Anti-depression habits to support your wellbeing

Are you dragging yourself round and saying to yourself, What is wrong with me? Pull it together!”.

As Christmas comes around we can think we have to feel the ’joy of the season’ if the advertising is to be believed. However, some of us do not feel joyful or even neutral. In fact we can feel blue and down in our mood and for no apparent reason.

Since beyondblue made depression better known in our community more people have a better understanding that feeling down or blue or low in your mood for extended periods is not the normal way we should.

Depression is much more common today than it was in the community 50 years ago. Even though we are more likely to talk about it today than we did 50 years ago, more people are experiencing signs of depression.

Depression is often misunderstood so let’s be clear about what it is and what it is not. A diagnosis of depression will be made if mood is low for at least two weeks, if your self-esteem is low, you are extra critical of yourself, you feel unreasonably guilty, you have feelings of being worthless, you have no energy and feel lethargic, your appetite has increased or decreased, you can’t concentrate, your sleep is poor, you have trouble getting to sleep, you wake repeatedly, and/or you wake early, you have lost weight without intending to, or you find yourself thinking about suicide.

If you more than one of these signs you should contact your GP to speak about it.

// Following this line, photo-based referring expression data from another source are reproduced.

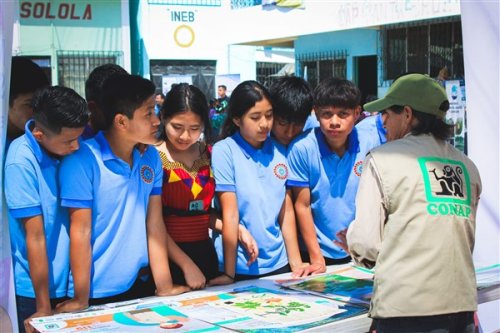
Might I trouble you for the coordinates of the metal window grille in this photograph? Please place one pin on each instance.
(202, 73)
(202, 3)
(265, 70)
(424, 48)
(235, 4)
(74, 67)
(316, 67)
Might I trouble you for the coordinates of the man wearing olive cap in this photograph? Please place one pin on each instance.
(416, 214)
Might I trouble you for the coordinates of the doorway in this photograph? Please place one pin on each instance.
(366, 76)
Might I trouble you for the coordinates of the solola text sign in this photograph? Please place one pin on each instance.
(56, 10)
(447, 186)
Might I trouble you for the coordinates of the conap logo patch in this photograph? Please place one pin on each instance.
(147, 174)
(447, 186)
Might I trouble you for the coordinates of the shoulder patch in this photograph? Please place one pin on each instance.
(147, 174)
(281, 171)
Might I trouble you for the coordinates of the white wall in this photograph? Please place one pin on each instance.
(262, 23)
(482, 69)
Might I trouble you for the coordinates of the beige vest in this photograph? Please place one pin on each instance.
(425, 263)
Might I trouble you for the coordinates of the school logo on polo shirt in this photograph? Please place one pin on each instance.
(147, 174)
(358, 168)
(281, 171)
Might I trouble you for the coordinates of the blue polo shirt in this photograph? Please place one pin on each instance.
(374, 126)
(257, 176)
(118, 195)
(332, 180)
(31, 189)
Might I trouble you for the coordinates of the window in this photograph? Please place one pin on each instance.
(425, 49)
(200, 73)
(317, 67)
(266, 71)
(205, 3)
(73, 68)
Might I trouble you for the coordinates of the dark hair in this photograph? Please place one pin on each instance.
(292, 99)
(124, 94)
(26, 77)
(337, 92)
(95, 81)
(182, 98)
(244, 97)
(57, 107)
(428, 123)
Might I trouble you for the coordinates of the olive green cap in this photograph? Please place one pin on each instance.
(418, 91)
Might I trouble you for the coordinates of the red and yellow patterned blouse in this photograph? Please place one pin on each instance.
(187, 195)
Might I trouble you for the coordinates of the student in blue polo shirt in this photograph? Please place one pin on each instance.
(93, 95)
(38, 225)
(250, 174)
(115, 202)
(325, 166)
(292, 101)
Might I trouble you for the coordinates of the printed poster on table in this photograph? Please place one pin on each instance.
(248, 309)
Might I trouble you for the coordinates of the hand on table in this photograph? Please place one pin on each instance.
(27, 325)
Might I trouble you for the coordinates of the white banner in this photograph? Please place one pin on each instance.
(480, 29)
(8, 316)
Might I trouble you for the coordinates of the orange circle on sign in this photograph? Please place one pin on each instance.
(184, 36)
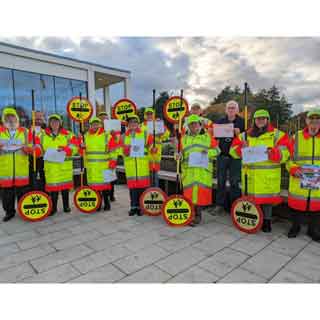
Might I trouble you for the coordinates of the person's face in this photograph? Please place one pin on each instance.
(261, 122)
(149, 116)
(39, 119)
(195, 110)
(11, 122)
(54, 124)
(231, 110)
(95, 126)
(313, 123)
(194, 127)
(133, 124)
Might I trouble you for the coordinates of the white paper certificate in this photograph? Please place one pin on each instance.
(137, 148)
(52, 155)
(110, 125)
(159, 126)
(254, 154)
(310, 178)
(109, 175)
(198, 160)
(223, 130)
(11, 145)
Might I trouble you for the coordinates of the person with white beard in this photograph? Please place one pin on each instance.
(15, 148)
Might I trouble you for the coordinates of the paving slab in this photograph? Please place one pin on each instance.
(100, 258)
(194, 275)
(151, 274)
(105, 274)
(60, 257)
(17, 273)
(224, 261)
(266, 263)
(60, 274)
(181, 261)
(141, 259)
(240, 275)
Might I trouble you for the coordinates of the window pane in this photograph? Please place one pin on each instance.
(47, 95)
(6, 88)
(65, 90)
(24, 83)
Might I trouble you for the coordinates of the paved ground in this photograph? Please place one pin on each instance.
(113, 247)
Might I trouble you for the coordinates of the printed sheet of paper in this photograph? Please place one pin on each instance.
(159, 126)
(310, 178)
(254, 154)
(223, 130)
(52, 155)
(112, 124)
(11, 145)
(137, 148)
(109, 175)
(198, 160)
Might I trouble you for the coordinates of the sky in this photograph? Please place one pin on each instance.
(202, 66)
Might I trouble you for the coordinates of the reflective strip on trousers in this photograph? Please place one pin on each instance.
(263, 167)
(58, 184)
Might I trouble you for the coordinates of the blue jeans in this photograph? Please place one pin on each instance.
(156, 179)
(135, 197)
(232, 166)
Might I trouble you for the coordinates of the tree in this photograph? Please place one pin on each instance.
(271, 99)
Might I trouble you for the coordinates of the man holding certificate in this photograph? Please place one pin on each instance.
(198, 150)
(304, 184)
(224, 130)
(162, 134)
(206, 124)
(100, 160)
(135, 149)
(58, 146)
(263, 148)
(15, 147)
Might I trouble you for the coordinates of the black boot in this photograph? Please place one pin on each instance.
(112, 198)
(294, 230)
(65, 201)
(8, 216)
(54, 199)
(107, 206)
(198, 216)
(132, 212)
(313, 230)
(266, 226)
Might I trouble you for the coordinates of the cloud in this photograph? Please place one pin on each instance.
(202, 66)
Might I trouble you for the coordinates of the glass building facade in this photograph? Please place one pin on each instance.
(51, 93)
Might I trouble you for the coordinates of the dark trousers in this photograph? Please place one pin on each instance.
(111, 192)
(135, 196)
(105, 196)
(227, 166)
(65, 199)
(37, 179)
(9, 196)
(312, 218)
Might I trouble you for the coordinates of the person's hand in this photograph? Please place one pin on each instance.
(126, 150)
(154, 150)
(177, 156)
(27, 150)
(296, 172)
(112, 164)
(245, 144)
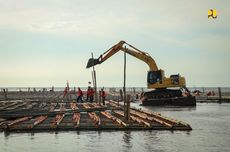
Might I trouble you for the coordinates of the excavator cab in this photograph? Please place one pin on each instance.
(154, 77)
(92, 62)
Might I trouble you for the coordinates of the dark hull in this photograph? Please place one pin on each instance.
(177, 101)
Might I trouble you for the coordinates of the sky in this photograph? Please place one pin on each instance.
(47, 42)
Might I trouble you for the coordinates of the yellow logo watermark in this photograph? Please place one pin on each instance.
(212, 13)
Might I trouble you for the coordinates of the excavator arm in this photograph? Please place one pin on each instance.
(155, 79)
(131, 50)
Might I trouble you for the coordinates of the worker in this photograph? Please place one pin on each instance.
(102, 95)
(88, 94)
(79, 95)
(91, 94)
(65, 92)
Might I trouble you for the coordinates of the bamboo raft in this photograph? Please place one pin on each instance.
(19, 115)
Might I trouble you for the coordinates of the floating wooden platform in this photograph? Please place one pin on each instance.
(28, 115)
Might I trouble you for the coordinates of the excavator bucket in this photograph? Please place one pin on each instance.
(92, 62)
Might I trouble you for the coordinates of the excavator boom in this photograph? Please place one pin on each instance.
(155, 77)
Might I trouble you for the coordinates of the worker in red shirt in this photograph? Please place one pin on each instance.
(102, 95)
(79, 95)
(91, 94)
(65, 92)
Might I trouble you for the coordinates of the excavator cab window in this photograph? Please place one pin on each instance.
(175, 79)
(154, 77)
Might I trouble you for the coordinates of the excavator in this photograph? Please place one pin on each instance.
(163, 90)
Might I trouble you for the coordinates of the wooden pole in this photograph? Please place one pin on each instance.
(126, 107)
(95, 82)
(5, 94)
(220, 96)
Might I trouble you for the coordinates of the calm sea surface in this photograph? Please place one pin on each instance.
(210, 123)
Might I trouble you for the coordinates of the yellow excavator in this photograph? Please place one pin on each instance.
(167, 91)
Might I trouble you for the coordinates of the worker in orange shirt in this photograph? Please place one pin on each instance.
(102, 95)
(91, 94)
(88, 94)
(79, 95)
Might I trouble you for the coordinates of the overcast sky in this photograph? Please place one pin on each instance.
(47, 42)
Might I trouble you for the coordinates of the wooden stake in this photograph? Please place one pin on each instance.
(220, 96)
(95, 82)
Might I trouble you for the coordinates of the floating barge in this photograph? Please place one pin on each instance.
(29, 115)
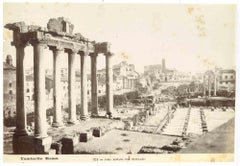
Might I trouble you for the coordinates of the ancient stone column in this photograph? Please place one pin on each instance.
(71, 86)
(84, 101)
(215, 84)
(57, 118)
(20, 97)
(94, 89)
(209, 87)
(109, 83)
(204, 86)
(39, 90)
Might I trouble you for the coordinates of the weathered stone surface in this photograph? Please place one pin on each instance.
(83, 137)
(57, 147)
(42, 145)
(68, 145)
(60, 25)
(23, 145)
(97, 132)
(52, 151)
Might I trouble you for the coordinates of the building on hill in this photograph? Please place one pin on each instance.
(226, 79)
(125, 77)
(9, 87)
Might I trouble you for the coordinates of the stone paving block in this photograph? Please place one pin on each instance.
(57, 146)
(83, 137)
(97, 132)
(68, 145)
(52, 152)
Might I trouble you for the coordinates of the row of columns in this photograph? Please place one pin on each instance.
(39, 87)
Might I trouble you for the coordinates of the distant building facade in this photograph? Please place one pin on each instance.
(9, 87)
(226, 79)
(125, 77)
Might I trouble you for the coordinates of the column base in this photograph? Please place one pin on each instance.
(94, 115)
(72, 122)
(22, 132)
(84, 117)
(42, 145)
(109, 115)
(57, 124)
(23, 145)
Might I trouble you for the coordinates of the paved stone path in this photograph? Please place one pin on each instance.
(194, 124)
(175, 127)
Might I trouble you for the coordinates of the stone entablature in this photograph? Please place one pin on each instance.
(59, 38)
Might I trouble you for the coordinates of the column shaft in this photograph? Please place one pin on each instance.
(215, 85)
(94, 85)
(109, 84)
(20, 105)
(84, 101)
(71, 87)
(57, 119)
(39, 91)
(209, 87)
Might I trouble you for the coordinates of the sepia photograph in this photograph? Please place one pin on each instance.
(119, 82)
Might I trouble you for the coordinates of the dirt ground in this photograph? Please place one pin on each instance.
(220, 140)
(123, 142)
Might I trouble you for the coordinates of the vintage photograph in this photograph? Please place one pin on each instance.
(105, 79)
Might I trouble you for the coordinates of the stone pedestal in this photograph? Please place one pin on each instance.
(83, 137)
(57, 147)
(68, 145)
(97, 132)
(42, 145)
(31, 145)
(23, 144)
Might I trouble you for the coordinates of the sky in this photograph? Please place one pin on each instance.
(190, 37)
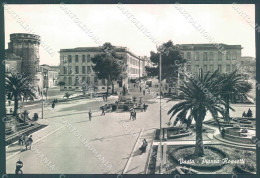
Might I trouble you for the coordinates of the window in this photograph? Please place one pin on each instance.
(88, 80)
(234, 56)
(88, 57)
(69, 59)
(70, 81)
(197, 56)
(77, 58)
(211, 56)
(228, 56)
(83, 79)
(188, 68)
(211, 68)
(188, 55)
(197, 68)
(234, 67)
(65, 60)
(89, 70)
(205, 68)
(76, 80)
(65, 80)
(103, 82)
(228, 68)
(77, 69)
(70, 70)
(65, 70)
(205, 56)
(220, 68)
(83, 58)
(83, 70)
(95, 80)
(219, 56)
(182, 54)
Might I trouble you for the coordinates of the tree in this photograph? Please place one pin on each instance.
(17, 86)
(61, 83)
(170, 56)
(108, 65)
(84, 88)
(233, 84)
(196, 102)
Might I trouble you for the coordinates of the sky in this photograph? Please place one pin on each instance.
(109, 23)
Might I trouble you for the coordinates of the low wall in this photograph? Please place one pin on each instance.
(234, 138)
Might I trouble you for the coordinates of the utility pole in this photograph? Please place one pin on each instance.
(160, 70)
(42, 106)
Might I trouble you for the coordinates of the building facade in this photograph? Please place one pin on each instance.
(22, 57)
(50, 75)
(13, 63)
(248, 65)
(26, 46)
(209, 58)
(75, 68)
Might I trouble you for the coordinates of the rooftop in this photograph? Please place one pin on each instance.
(98, 49)
(208, 46)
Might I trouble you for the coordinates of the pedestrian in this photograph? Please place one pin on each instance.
(19, 165)
(131, 114)
(244, 114)
(89, 115)
(28, 142)
(103, 110)
(134, 115)
(144, 107)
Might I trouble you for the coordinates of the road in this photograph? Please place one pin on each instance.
(112, 139)
(108, 136)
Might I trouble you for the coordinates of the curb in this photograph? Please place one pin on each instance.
(149, 154)
(131, 156)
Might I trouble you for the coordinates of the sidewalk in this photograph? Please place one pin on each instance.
(139, 161)
(14, 148)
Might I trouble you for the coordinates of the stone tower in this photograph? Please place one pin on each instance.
(26, 46)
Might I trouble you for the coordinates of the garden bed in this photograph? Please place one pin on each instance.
(249, 157)
(212, 160)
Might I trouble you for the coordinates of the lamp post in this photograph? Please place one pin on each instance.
(46, 83)
(42, 106)
(160, 80)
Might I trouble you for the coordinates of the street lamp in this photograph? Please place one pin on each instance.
(160, 74)
(46, 83)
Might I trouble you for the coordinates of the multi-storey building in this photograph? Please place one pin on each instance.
(248, 65)
(75, 67)
(209, 58)
(22, 57)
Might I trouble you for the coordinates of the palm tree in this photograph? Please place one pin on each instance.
(17, 86)
(199, 95)
(61, 83)
(233, 84)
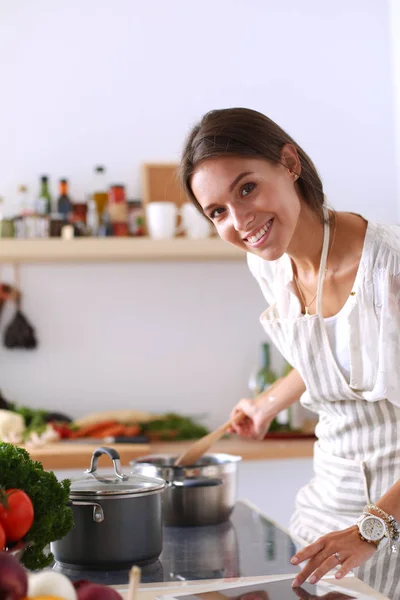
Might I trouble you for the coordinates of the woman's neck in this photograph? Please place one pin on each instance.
(306, 244)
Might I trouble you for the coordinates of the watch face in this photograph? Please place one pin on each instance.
(373, 528)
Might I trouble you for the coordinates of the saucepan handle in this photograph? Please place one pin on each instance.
(113, 454)
(196, 482)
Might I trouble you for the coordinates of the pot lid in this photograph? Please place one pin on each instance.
(117, 483)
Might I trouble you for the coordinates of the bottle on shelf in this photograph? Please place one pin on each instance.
(43, 205)
(100, 194)
(295, 411)
(64, 204)
(92, 218)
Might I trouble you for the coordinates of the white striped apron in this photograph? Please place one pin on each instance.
(356, 456)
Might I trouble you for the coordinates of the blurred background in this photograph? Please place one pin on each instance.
(120, 84)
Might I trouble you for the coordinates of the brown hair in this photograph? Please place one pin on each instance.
(245, 132)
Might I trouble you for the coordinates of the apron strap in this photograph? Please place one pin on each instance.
(322, 264)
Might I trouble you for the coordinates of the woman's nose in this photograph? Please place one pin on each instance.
(242, 217)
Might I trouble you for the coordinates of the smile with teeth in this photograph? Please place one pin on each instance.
(260, 233)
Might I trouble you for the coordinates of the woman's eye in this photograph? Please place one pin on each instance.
(247, 188)
(216, 212)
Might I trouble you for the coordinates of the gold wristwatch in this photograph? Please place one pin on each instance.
(373, 530)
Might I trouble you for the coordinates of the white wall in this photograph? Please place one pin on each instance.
(120, 83)
(394, 15)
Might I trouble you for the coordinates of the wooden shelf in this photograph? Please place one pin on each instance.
(116, 249)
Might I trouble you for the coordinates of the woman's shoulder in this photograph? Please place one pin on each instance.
(267, 273)
(384, 247)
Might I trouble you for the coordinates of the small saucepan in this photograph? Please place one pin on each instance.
(199, 494)
(118, 519)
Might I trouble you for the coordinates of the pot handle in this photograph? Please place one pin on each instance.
(113, 454)
(98, 514)
(197, 482)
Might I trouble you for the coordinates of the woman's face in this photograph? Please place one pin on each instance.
(252, 203)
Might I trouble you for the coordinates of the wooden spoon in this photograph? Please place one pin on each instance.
(134, 582)
(199, 447)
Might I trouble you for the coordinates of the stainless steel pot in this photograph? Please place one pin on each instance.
(200, 494)
(118, 519)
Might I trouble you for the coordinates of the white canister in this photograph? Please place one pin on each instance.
(161, 218)
(194, 224)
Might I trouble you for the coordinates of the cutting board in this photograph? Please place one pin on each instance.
(62, 455)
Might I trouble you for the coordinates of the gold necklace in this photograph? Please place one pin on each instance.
(307, 306)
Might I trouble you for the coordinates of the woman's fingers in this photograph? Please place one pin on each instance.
(308, 552)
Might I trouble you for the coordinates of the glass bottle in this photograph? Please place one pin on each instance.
(43, 206)
(64, 204)
(100, 193)
(295, 411)
(264, 378)
(92, 218)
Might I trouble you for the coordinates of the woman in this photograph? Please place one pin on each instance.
(332, 283)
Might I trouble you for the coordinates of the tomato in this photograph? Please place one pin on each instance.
(2, 539)
(16, 514)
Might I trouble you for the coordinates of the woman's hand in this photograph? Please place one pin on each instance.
(344, 548)
(257, 420)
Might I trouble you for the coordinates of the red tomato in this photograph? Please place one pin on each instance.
(16, 514)
(2, 539)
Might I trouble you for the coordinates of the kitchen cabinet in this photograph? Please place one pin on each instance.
(116, 249)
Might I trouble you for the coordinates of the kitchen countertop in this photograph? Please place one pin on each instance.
(71, 455)
(247, 548)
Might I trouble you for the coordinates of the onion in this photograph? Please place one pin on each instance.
(13, 578)
(50, 583)
(95, 591)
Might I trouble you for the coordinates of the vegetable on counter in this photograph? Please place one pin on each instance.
(16, 513)
(50, 583)
(52, 517)
(17, 584)
(173, 427)
(13, 578)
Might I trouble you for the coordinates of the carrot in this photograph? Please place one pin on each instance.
(112, 430)
(94, 429)
(131, 430)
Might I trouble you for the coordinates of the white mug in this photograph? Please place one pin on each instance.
(161, 218)
(194, 224)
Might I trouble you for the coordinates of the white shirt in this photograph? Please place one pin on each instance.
(337, 330)
(372, 312)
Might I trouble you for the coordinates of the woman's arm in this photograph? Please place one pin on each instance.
(347, 544)
(261, 411)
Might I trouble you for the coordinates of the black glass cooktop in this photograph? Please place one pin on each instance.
(245, 546)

Perhaps a friend may have spoken to you about changes they have noticed in you. Depression is often not recognized by ourselves but can be noticed by others around us.

Depression is not sadness. Feeling sad is a normal part of life. Depression is not normal.

Feeling like this can be very unpleasant and sometimes painful to feel so low in your mood. It is best to go to your GP and have them ask you a series of questions to establish what the possible causes may be and how life is for you right now.

It is important to remember that sometimes depression happens for no particular reason. There may be an interaction between the events in our life and the personal history or our biology that causes a change in the chemical levels that shape how we feel about ourselves, our life, future and others.

Treatment is often a combination of medication and psychotherapy. For mild depression psychotherapy alone may be sufficient to relieve the low mood and other signs.

However, when depression becomes more severe it is important to use the tools at hand that have proven effective. The evidence suggests that medication plus psychotherapy is the most effective way to treat symptoms of low mood and other signs of depression and to ensure that you do not have further problems in the future. This is called relapse prevention.

There are some strategies that can be useful for all of us in preventing depression. First, pay attention to yourself – do not neglect yourself. Be aware of your mood. How do you feel right now? Most of us do not have a clue and so become alarmed when we notice we are feeling low.

Second, exercise regularly. Exercise has been shown to have a beneficial effect on mood. Several times a week go out of your house and walk at a pace that makes your heart go a little faster. Some say “walk like you’re late”. For 20 minutes three times a week. Check it with your doctor before you walk if you have medical conditions that concern you.

Third, socialize. Have at least one conversation, however brief, each day. This keeps you connected to others. If you don’t feel like doing it, make yourself do it. Form the habit. Do it every day for six weeks and it will become a habit.

These are anti-depressive habits to support your wellbeing.